Manufacturing can be broadly segmented into discrete and process industries but this is a very crude classification. The North American Industry Classification System (NAICS) has 765 sub-classifications under manufacturing. This leads me to believe there are more than two and less than 765 clusters of wireless device requirements.
 
To remain in business, vendors need to develop and sell products to meet the needs of the majority of the customers they serve. This will guide vendor decisions about which wireless networks to support for their products. Consider variable speed drives manufacturers that serve a wide range of customers including petrochemical, waste water, material handling, HVAC, and other applications. It seems reasonable that vendors will develop products that work with multiple networks where there are sufficient customers that buy products for those networks.

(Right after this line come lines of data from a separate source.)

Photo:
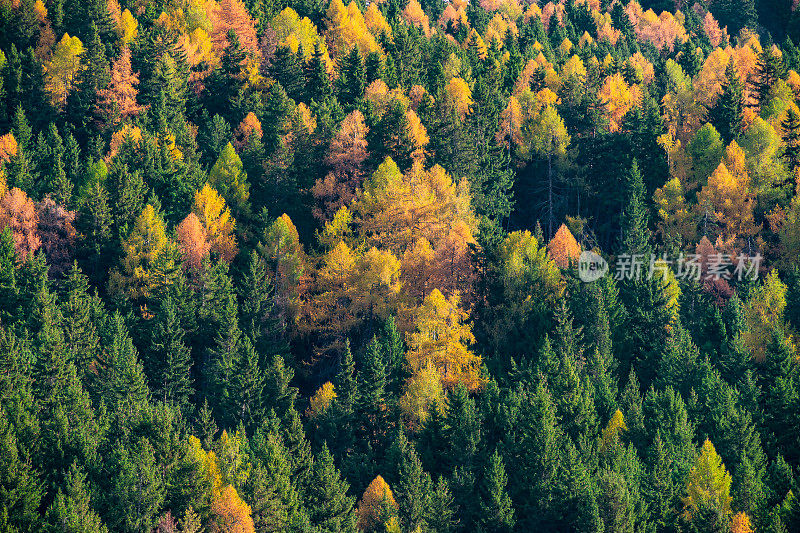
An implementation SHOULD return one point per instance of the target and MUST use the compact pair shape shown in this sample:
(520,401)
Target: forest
(313,267)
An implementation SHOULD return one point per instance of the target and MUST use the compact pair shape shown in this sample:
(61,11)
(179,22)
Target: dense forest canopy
(308,266)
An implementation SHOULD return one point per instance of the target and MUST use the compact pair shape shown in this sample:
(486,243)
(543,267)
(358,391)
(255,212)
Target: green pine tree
(330,508)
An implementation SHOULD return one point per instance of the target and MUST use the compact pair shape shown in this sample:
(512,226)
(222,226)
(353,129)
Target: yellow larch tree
(460,96)
(763,313)
(563,248)
(619,98)
(148,257)
(442,339)
(219,224)
(708,483)
(730,197)
(369,508)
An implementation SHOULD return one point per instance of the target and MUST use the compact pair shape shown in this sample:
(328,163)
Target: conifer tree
(122,381)
(227,176)
(728,112)
(330,508)
(708,484)
(635,226)
(497,512)
(169,363)
(73,509)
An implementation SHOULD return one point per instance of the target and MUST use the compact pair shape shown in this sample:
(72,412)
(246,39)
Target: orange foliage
(216,218)
(18,212)
(231,15)
(370,505)
(192,242)
(619,98)
(414,14)
(8,147)
(716,35)
(231,514)
(249,126)
(563,247)
(740,523)
(57,235)
(118,101)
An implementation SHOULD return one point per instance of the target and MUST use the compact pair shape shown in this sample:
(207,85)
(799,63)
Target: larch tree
(764,312)
(346,156)
(369,508)
(708,483)
(192,242)
(57,234)
(228,177)
(227,15)
(18,213)
(117,102)
(230,513)
(148,257)
(563,248)
(443,339)
(214,215)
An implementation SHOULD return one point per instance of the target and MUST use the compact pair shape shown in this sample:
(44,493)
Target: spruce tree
(330,508)
(287,70)
(727,113)
(634,216)
(73,509)
(497,512)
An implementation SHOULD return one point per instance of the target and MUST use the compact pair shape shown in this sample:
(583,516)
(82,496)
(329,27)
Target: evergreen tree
(727,112)
(170,360)
(330,508)
(497,512)
(73,509)
(634,217)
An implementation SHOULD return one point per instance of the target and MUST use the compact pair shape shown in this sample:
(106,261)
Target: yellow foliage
(142,265)
(619,98)
(460,95)
(612,430)
(763,313)
(563,247)
(230,513)
(321,400)
(414,15)
(370,505)
(375,21)
(442,340)
(292,31)
(347,28)
(423,392)
(127,27)
(218,222)
(740,523)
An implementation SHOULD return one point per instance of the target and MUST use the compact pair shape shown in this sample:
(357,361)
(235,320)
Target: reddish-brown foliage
(57,235)
(563,247)
(18,212)
(118,101)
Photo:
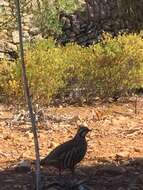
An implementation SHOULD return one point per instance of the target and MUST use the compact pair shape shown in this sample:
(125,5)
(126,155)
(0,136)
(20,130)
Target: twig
(27,95)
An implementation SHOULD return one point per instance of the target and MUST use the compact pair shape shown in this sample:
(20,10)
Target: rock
(122,155)
(111,170)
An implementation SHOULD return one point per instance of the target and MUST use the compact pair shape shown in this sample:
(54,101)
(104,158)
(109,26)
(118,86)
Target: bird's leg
(73,171)
(60,171)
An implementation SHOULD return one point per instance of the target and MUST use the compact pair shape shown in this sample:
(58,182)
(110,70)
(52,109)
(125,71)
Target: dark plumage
(68,154)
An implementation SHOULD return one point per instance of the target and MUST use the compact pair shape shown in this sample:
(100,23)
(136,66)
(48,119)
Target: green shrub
(112,67)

This is precisely what has happened with hardwired networks.
 
I would suggest that there is a 100% probability that there will be multiple industrial wireless network standards supported over 30 years.
 
The competition in wired industrial protocol standards has been good for users since it has pushed the organizations and vendors to compete, make improvements, and lower costs.
 
Opportunity Cost
A difficult call in business is determining the opportunity cost of not adopting a new technology before your competitors leverage it against you.   If you adopt too early, the solutions may not be stable and if you adopt too late, your competitors gain business advantages that may include higher profit margin, pricing flexibility, more flexible production and other advantages.
 
In the case of industrial wireless networking, the users on this panel believe that waiting for a single interoperable standard trumps the opportunity cost and competitive threats.
 
Other segments of industry may have more compelling economics and will be earlier adopters.
 
The bottom line is that users and vendors each will make decisions that are in the best interest of their business. These are a couple of quotes from the management guru, Peter Drucker, that I think apply:
 
A manager is responsible for the application and performance of knowledge.
 
Innovation is the specific instrument of entrepreneurship - the act that endows resources with a new capacity to create wealth.
 
I think we are just scratching the surface of improving operations with wireless, but it is not all in focus. Please share your thoughts.